At their board meeting Dec. 11, OCTA leaders voted 10-3 to ask TCA to cease work on the project, at least for now, until they’ve had the chance to discuss other alternatives to improve traffic on the 91 freeway. Board directors Mark Murphy, Barbara Delgleize and Tom Tait voted no.
The OCTA board’s decision was backed by a letter from the Riverside County Transportation Commission (RCTC), whose executive director Anne Mayer asked Orange County toll road officials to defer construction of the project, citing similar concerns.
After the meeting, Kraman said he “takes seriously” the OCTA board’s vote.
But “they asked for it in a way that makes it seem like they want to stop the project,” Kraman said.
The Transportation Corridor Agencies is made up of two bodies that build, finance and manage toll roads in Orange County. However, OCTA, the regional transportation board, owns the 91 toll roads after purchasing them from a private company in 2002.
OCTA officials say they’re not opposed to the project in its entirety, but its timing.
The connector ramp currently is scheduled to begin construction as soon as 2019.
Since the re-opening of the 91 Freeway in Riverside County in March – a $1.4 billion project that added general purpose lanes and reconstructed interchanges – traffic volume along that corridor has been much higher than the Riverside agency projected, according to a Nov. 28 letter from Mayer to TCA.
OCTA and the Riverside Commission both want to explore options for addressing the 91 freeway’s capacity, such as adding an additional lane, before the tolled ramp project moves forward.
Johnson, the CEO of OCTA, said the Transportation Corridor Agencies has moved forward quickly on the project despite his objections, at one point awarding a contract for design of the connector ramp despite Johnson asking the agency not to.
“Our concern is that TCA continues to move forward over our objections and questions and concerns,” said Johnson of OCTA. “We have not been able to get, at a staff level, our concerns addressed in a timely and sufficient manner.”
Kraman said that TCA addressed most of OCTA’s concerns in a Nov. 13 letter to the agency.

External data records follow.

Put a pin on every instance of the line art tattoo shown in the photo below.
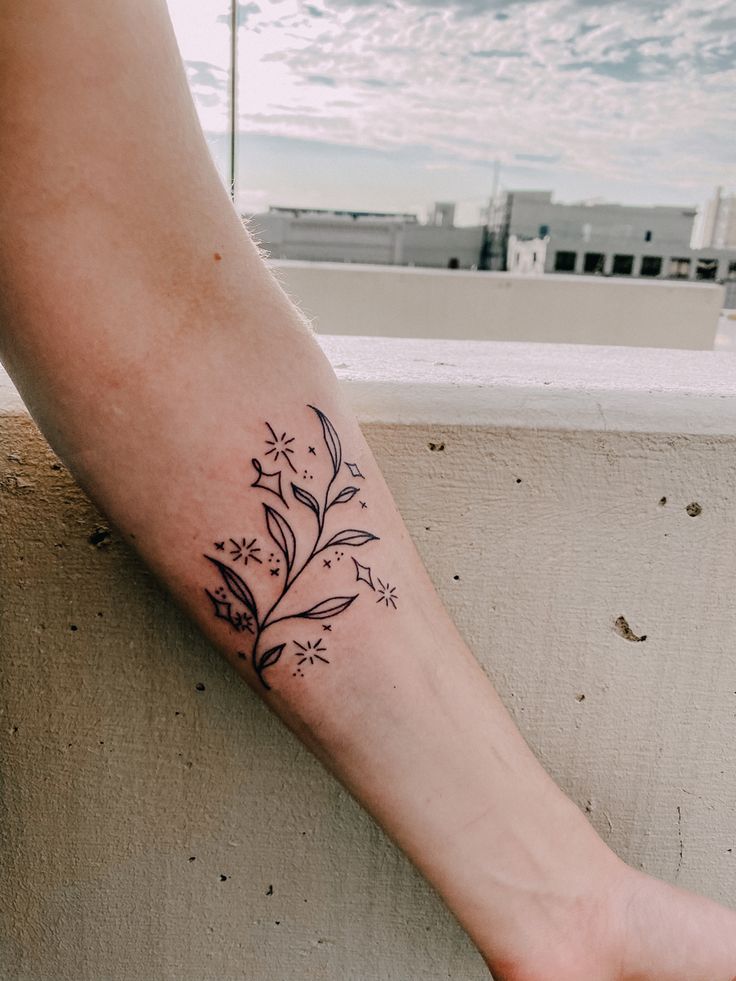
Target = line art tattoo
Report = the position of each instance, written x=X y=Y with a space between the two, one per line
x=234 y=601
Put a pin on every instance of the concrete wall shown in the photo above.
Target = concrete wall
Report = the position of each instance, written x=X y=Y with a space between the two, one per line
x=351 y=299
x=552 y=490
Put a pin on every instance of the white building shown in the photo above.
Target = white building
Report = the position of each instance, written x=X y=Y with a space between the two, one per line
x=527 y=257
x=607 y=239
x=383 y=238
x=715 y=226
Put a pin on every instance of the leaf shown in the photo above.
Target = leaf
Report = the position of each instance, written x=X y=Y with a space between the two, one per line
x=345 y=495
x=351 y=536
x=332 y=440
x=304 y=497
x=237 y=586
x=270 y=657
x=328 y=608
x=280 y=530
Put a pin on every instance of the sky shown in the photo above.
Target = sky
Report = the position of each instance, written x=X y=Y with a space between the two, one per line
x=392 y=104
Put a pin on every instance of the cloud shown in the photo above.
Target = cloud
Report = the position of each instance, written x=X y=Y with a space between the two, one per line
x=584 y=86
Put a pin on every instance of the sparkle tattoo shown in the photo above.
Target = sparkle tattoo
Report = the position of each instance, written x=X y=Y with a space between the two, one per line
x=240 y=603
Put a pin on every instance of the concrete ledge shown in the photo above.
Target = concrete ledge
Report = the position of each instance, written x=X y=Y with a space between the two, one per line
x=393 y=301
x=537 y=386
x=591 y=568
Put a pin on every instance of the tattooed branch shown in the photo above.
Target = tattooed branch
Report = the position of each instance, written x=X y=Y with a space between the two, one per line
x=233 y=599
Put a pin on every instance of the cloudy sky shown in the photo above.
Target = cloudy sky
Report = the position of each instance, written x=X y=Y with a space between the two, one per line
x=391 y=104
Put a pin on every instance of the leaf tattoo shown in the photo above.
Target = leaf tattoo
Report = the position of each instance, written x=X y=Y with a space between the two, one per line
x=268 y=659
x=236 y=585
x=345 y=495
x=304 y=497
x=332 y=440
x=280 y=530
x=328 y=608
x=351 y=536
x=234 y=591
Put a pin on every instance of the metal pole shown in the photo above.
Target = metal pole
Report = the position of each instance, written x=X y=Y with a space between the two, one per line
x=233 y=98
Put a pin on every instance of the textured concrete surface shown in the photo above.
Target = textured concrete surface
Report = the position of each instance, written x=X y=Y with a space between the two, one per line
x=152 y=830
x=391 y=301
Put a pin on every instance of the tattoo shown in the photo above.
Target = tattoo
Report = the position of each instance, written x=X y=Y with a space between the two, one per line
x=234 y=601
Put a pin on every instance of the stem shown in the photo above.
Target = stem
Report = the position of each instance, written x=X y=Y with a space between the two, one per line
x=289 y=582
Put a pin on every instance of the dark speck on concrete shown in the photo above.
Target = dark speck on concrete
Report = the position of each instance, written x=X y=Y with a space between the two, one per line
x=622 y=627
x=99 y=537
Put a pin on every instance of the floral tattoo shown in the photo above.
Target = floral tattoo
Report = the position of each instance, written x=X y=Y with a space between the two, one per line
x=234 y=600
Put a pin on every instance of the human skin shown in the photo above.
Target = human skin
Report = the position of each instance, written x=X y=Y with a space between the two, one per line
x=135 y=314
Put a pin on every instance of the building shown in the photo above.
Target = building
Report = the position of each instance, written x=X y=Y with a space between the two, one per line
x=384 y=238
x=526 y=256
x=605 y=239
x=715 y=226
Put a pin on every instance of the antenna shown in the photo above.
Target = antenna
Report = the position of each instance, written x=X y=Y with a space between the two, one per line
x=234 y=6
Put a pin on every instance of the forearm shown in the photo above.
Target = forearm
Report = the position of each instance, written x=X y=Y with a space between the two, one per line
x=162 y=360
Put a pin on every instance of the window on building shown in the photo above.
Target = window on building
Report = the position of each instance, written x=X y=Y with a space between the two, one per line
x=565 y=261
x=679 y=268
x=706 y=268
x=651 y=265
x=623 y=265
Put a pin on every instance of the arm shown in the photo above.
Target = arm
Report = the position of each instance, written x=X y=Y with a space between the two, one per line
x=171 y=373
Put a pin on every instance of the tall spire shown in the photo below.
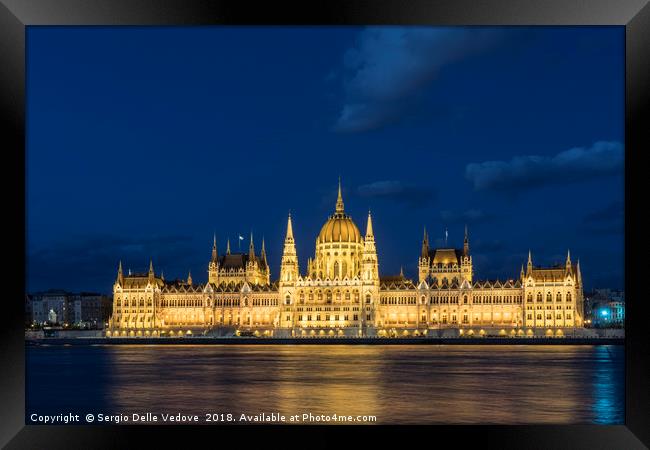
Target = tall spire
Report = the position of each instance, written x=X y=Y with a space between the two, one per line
x=120 y=276
x=466 y=243
x=289 y=271
x=425 y=244
x=289 y=229
x=214 y=248
x=369 y=232
x=263 y=253
x=251 y=248
x=579 y=274
x=339 y=200
x=151 y=274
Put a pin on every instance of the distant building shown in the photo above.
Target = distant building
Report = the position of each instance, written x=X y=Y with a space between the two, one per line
x=605 y=308
x=52 y=304
x=55 y=306
x=342 y=294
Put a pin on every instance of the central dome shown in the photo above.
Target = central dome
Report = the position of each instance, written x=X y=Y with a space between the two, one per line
x=339 y=227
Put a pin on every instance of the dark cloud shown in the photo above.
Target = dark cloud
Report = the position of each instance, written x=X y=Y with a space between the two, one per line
x=388 y=66
x=608 y=220
x=525 y=172
x=409 y=195
x=90 y=262
x=468 y=216
x=488 y=246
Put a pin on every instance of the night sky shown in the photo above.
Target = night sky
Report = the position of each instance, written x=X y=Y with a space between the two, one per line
x=143 y=142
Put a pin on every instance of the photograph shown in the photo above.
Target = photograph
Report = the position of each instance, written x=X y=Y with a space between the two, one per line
x=325 y=225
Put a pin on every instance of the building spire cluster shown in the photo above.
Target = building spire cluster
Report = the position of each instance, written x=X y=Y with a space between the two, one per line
x=345 y=271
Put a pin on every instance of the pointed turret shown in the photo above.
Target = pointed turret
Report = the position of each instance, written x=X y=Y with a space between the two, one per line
x=579 y=273
x=425 y=244
x=289 y=229
x=369 y=232
x=215 y=255
x=263 y=252
x=289 y=271
x=120 y=276
x=151 y=273
x=339 y=200
x=369 y=265
x=251 y=249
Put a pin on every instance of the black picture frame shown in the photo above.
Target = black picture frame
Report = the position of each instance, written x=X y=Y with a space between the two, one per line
x=16 y=15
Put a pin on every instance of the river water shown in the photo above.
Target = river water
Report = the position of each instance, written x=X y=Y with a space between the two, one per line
x=425 y=384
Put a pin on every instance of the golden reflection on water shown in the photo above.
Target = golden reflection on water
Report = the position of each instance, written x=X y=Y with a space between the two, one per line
x=398 y=384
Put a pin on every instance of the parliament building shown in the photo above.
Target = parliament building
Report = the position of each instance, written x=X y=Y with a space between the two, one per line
x=341 y=293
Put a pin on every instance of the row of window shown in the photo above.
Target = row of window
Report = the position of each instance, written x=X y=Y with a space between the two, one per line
x=549 y=297
x=548 y=316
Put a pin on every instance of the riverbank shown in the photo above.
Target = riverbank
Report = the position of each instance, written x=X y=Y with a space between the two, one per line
x=55 y=341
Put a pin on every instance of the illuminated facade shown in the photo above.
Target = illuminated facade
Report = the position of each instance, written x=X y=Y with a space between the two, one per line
x=342 y=294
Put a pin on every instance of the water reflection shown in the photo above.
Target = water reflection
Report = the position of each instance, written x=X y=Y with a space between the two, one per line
x=398 y=384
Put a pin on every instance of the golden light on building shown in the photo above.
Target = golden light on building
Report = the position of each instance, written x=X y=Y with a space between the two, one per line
x=342 y=293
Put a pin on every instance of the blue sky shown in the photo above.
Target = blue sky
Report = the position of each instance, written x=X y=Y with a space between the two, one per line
x=142 y=142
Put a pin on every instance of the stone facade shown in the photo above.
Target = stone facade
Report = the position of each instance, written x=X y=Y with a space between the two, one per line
x=342 y=293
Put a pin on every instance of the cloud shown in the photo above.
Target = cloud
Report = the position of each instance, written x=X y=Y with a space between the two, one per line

Among the promises made in that letter, TCA agreed to update multiple studies with new data, limit traffic on the new connector ramp and study the possibility of adding a sixth general purpose lane to the 91 freeway.
Lori Donchak, a San Clemente City Councilwoman, said though she once supported the project, more recent studies have shown the project to be less promising.
“This seemed like a missing link, but as more information becomes available, it looks like maybe this isn’t as bulletproof that it looks,” said Donchak.
OCTA board chair Michael Hennessey said the board’s vote protects the board’s goal of “not doing anything that adds to a commute that we have fought for years to reduce.”
Tait, who is also the mayor of Anaheim, said he believed the connector ramp is a good project.
“It seems like we should at least continue it, study it more,” said Tait. “We’ve been talking about this a very long time. To stop seems kind of crazy to me.”
Caltrans official Ryan Chamberlain, a nonvoting member of the OCTA board and a state director of transportation for Orange County, criticized the OCTA staff report for omitting certain indicators that show the project’s benefits.
“Why we’re taking a pause on this now is beyond me,” said Chamberlain.